German Margravine of Meissen (c.1140–1203)

Hedwig of Brandenburg, also called Hedwig of Ballenstedt (c. 1140 – end of March 1203), a member of the House of Ascania, was Margravine of Meissen from 1156 until 1190 by her marriage with Margrave Otto II.

== Life ==
Hedwig was born about 1140 as a daughter of the Ballenstedt count Albert the Bear, first Margrave of Brandenburg from 1157, and his wife Countess Sophie of Winzenburg. At the age of 15, she married Otto, son and heir of Margrave Conrad of Meissen, a member of the House of Wettin. The conjugal union between the two Saxon dynasties ruling large estates in the Eastern March was probably arranged in view of the expansionist policies of Duke Henry the Lion.

Little is known about Hedwig's life. In 1162, she initiated the founding of the Cistercian monastery of Altzella near Nossen. This would provide the Margraves of Meissen with bailiwick rights over the location where they buried deceased family members and erected momrials. Altzella was, due to its location, also an important starting point of residential development in Meissen.

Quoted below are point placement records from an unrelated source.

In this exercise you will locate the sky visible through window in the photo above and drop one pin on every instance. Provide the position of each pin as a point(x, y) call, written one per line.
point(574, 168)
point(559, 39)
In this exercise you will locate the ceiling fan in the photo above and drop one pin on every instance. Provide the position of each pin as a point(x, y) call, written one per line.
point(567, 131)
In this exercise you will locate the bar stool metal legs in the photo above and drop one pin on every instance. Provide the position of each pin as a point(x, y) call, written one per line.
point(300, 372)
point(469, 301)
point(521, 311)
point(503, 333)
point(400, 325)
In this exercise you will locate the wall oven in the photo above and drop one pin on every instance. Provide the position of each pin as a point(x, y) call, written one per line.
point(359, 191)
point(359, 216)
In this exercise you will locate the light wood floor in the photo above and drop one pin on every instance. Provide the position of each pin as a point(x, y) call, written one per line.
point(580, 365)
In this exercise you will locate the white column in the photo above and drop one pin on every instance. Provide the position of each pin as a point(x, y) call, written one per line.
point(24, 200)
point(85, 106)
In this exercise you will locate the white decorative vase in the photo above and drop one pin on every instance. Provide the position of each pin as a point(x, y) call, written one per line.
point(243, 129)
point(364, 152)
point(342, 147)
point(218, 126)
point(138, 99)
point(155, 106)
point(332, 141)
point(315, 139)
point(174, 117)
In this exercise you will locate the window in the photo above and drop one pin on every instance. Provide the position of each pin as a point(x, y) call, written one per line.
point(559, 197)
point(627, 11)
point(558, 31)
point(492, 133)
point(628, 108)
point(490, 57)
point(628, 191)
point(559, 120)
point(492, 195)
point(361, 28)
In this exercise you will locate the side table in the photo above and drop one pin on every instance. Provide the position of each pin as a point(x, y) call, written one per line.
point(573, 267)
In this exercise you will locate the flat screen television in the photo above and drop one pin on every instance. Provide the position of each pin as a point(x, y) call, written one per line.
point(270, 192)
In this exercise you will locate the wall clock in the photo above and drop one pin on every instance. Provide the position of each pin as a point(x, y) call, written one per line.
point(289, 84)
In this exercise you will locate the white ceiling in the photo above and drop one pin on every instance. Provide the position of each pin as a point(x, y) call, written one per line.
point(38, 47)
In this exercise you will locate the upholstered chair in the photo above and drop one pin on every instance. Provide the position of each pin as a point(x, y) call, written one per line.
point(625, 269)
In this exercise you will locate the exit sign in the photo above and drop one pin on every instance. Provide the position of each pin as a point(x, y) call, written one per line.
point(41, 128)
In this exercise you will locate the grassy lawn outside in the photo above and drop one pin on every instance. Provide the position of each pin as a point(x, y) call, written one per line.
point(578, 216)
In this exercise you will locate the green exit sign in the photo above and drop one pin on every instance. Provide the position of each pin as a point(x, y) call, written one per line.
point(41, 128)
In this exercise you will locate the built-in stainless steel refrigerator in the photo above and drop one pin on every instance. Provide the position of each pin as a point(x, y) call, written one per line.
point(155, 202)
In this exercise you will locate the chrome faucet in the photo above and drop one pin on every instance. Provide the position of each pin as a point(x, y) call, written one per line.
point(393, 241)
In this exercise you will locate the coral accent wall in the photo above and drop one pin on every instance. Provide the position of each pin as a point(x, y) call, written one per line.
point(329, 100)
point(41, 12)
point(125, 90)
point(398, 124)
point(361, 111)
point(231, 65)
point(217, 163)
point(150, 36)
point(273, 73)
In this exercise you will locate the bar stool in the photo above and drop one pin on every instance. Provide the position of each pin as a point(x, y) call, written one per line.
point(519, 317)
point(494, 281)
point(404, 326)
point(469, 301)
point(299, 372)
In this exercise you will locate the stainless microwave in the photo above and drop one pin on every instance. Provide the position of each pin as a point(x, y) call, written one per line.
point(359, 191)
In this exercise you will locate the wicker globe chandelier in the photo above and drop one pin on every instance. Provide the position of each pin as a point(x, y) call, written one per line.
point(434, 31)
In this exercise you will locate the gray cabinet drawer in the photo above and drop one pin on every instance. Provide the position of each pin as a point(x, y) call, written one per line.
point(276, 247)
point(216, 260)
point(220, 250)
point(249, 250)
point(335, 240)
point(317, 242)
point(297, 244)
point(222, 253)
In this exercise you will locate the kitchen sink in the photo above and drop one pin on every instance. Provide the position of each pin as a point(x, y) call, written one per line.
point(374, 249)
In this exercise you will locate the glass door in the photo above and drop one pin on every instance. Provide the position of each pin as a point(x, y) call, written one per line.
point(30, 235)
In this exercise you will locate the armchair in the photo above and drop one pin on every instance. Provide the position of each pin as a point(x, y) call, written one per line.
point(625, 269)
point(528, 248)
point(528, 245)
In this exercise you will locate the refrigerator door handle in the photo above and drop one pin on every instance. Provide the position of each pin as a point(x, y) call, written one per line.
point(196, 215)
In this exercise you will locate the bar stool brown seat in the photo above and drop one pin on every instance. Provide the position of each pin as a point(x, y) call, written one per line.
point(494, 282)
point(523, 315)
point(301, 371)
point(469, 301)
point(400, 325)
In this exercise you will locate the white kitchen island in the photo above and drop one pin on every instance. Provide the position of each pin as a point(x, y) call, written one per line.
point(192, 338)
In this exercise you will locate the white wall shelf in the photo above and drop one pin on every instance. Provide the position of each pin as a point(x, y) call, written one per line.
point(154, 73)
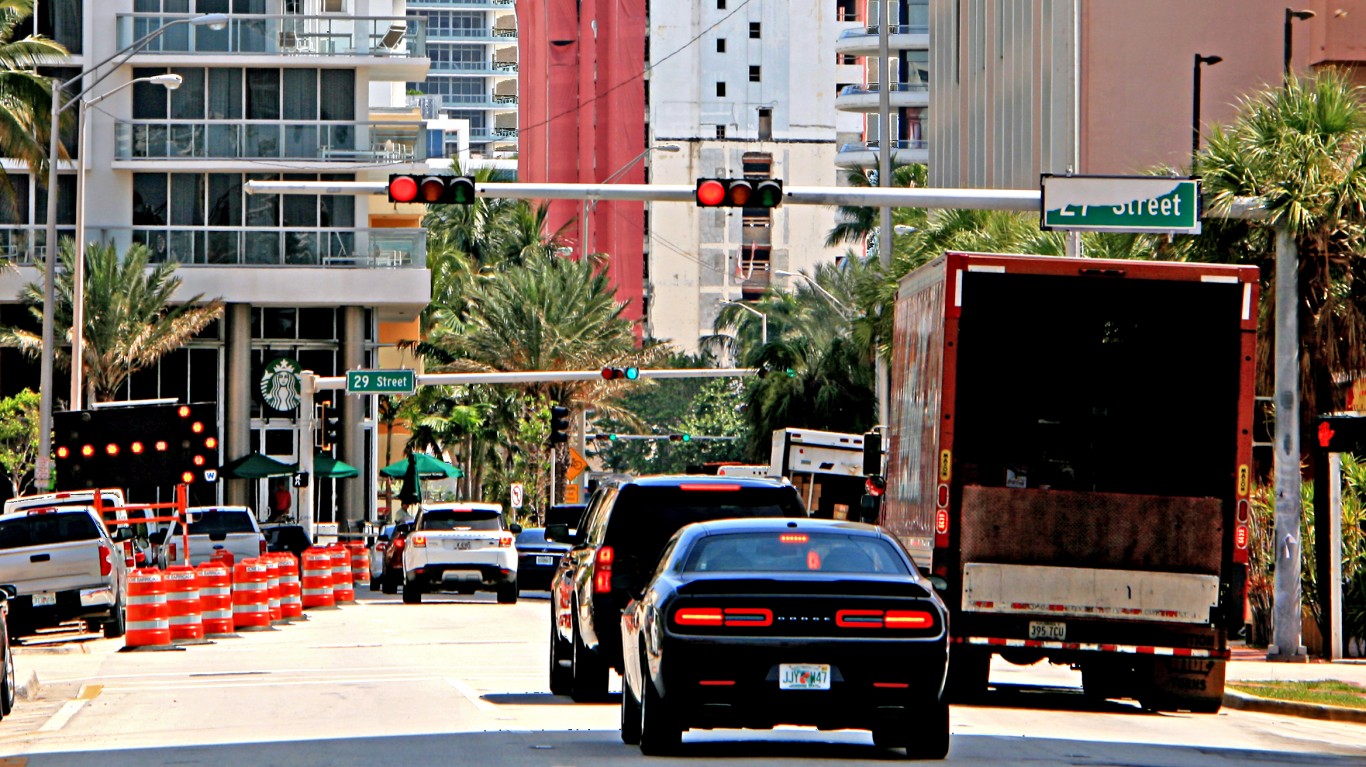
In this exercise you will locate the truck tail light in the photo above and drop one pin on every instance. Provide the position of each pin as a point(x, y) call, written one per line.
point(603, 570)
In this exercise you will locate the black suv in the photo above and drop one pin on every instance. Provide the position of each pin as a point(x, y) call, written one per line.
point(615, 551)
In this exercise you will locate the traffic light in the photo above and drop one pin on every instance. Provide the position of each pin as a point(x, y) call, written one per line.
point(739, 193)
point(559, 424)
point(432, 189)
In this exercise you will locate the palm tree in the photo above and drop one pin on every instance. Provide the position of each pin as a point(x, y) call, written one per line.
point(130, 320)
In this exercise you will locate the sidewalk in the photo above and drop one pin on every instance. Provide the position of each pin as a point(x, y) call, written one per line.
point(1250, 665)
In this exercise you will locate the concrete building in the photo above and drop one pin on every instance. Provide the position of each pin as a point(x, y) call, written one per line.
point(1107, 86)
point(290, 89)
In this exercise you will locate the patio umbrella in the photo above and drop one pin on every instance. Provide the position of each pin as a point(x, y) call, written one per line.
point(428, 468)
point(254, 466)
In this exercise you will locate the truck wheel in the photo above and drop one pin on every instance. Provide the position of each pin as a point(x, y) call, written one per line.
point(411, 592)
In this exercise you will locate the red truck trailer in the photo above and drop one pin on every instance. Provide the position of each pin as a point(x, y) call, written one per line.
point(1071, 455)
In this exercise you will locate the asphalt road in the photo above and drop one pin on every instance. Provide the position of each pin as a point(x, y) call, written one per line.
point(462, 681)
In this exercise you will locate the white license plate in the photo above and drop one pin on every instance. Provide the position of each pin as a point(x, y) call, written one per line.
point(803, 677)
point(1047, 630)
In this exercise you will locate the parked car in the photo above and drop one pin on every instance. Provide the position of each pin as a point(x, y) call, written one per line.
point(761, 622)
point(461, 547)
point(537, 558)
point(64, 565)
point(212, 528)
point(615, 551)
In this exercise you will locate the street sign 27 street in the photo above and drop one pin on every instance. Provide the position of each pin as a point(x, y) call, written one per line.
point(380, 382)
point(1134, 204)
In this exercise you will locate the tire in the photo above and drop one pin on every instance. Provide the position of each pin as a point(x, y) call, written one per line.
point(411, 592)
point(562, 677)
point(660, 730)
point(589, 682)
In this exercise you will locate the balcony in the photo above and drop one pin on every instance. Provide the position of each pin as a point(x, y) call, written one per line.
point(350, 142)
point(865, 155)
point(387, 47)
point(863, 97)
point(863, 41)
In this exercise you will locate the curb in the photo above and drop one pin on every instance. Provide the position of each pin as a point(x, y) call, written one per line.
point(1292, 708)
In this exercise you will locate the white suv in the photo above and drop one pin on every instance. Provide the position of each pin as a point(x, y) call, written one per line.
point(461, 547)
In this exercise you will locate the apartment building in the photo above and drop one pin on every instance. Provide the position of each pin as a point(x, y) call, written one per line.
point(286, 89)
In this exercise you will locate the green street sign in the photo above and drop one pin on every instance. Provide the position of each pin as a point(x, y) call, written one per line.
point(1134, 204)
point(381, 382)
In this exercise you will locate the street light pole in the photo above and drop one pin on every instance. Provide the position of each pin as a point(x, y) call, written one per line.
point(43, 471)
point(1200, 60)
point(167, 81)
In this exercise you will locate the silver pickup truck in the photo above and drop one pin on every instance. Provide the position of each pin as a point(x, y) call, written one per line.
point(64, 566)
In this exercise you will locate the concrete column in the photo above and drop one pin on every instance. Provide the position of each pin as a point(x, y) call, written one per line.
point(355, 495)
point(237, 405)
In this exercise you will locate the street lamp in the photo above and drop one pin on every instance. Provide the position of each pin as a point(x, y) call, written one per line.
point(1200, 60)
point(590, 204)
point(829, 297)
point(167, 81)
point(1291, 17)
point(43, 472)
point(761, 316)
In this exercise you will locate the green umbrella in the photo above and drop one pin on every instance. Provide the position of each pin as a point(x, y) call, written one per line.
point(428, 468)
point(254, 466)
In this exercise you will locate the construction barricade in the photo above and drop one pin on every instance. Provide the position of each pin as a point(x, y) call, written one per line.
point(250, 598)
point(317, 579)
point(183, 604)
point(215, 598)
point(149, 620)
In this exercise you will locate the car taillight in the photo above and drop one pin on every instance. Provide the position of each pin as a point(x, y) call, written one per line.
point(603, 570)
point(884, 620)
point(757, 617)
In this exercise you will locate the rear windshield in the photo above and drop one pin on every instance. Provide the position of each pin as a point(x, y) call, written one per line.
point(47, 529)
point(216, 521)
point(462, 521)
point(792, 553)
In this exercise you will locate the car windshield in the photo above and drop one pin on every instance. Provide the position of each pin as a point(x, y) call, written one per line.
point(47, 529)
point(792, 553)
point(220, 521)
point(465, 520)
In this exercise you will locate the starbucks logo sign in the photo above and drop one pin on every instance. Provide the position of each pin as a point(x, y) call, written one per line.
point(279, 384)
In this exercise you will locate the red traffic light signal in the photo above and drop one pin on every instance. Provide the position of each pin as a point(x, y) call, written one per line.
point(739, 193)
point(432, 189)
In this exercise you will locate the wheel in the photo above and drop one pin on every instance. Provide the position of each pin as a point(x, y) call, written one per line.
point(562, 661)
point(660, 730)
point(630, 717)
point(411, 592)
point(589, 671)
point(118, 622)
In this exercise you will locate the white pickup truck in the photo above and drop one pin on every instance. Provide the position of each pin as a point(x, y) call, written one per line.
point(64, 566)
point(461, 547)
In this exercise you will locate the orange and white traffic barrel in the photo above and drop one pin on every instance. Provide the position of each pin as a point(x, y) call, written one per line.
point(183, 603)
point(291, 596)
point(250, 600)
point(317, 579)
point(342, 588)
point(149, 620)
point(359, 565)
point(215, 598)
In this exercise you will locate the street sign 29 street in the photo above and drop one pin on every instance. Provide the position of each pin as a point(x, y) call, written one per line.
point(380, 382)
point(1134, 204)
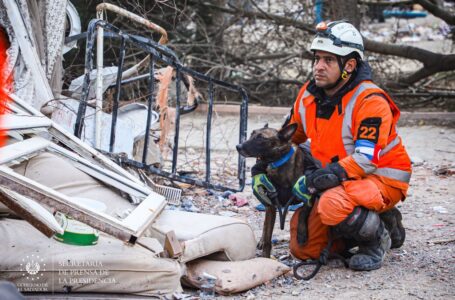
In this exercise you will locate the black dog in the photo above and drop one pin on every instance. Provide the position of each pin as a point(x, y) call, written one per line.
point(269, 145)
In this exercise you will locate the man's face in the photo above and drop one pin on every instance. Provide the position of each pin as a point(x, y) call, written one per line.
point(325, 69)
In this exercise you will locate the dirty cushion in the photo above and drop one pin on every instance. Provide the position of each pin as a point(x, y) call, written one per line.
point(226, 238)
point(234, 277)
point(36, 263)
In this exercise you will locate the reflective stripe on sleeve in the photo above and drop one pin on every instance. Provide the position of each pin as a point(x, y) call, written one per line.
point(396, 174)
point(389, 147)
point(364, 162)
point(302, 111)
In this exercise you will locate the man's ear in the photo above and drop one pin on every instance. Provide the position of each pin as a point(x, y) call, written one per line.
point(286, 133)
point(350, 65)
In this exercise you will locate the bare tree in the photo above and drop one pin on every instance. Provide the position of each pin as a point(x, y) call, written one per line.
point(264, 45)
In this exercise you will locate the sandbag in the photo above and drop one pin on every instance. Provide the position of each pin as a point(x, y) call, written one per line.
point(234, 276)
point(35, 263)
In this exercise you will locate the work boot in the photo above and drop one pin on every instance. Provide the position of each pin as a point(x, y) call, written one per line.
point(367, 229)
point(392, 221)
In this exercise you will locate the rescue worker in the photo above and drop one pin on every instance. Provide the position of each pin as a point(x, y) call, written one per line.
point(351, 124)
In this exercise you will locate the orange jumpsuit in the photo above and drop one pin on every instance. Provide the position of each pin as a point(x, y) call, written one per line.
point(378, 174)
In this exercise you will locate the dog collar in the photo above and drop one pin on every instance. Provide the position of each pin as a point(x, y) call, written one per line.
point(282, 160)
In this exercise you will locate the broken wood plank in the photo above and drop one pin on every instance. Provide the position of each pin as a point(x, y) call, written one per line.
point(31, 211)
point(172, 245)
point(64, 204)
point(23, 148)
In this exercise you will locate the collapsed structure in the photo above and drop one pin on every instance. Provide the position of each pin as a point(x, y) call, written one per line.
point(58, 163)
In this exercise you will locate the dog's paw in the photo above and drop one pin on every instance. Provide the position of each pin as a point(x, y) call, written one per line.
point(260, 244)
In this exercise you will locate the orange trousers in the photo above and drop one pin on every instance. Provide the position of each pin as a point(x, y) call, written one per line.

Hedwig has been described as generally a strong woman, who exerted a significant influence on her husband. It was alleged that she was the one that convinced him to alter the order of succession, so that her husband would not be succeeded by his eldest son Albert, as normal, but by his younger son Theodoric. Albert did not accept this change and started a feud against his father and brother. In 1189, he even took his father prisoner. The conflict ended when Albert died in 1195.

== Death ==
Hedwig died in late March 1203 and was buried on 1 April 1203 in Altzella Abbey, alongside her husband, who had died in 1190.

== Issue ==
Hedwig and Margrave Otto II of Meissen had four children:
- Albert I (1158-1195), Margrave of Meissen from 1190, married Sophia, daughter of Duke Frederick of Bohemia
- Adelaide of Meissen (1160-1211), married King Ottokar I of Bohemia in 1198
- Theodoric I (1162-1221), Margrave of Meissen from 1195, married Jutta of Thuringia, daughter of Landgrave Hermann I
- Sophia of Meissen, married Duke Oldřich of Olomouc.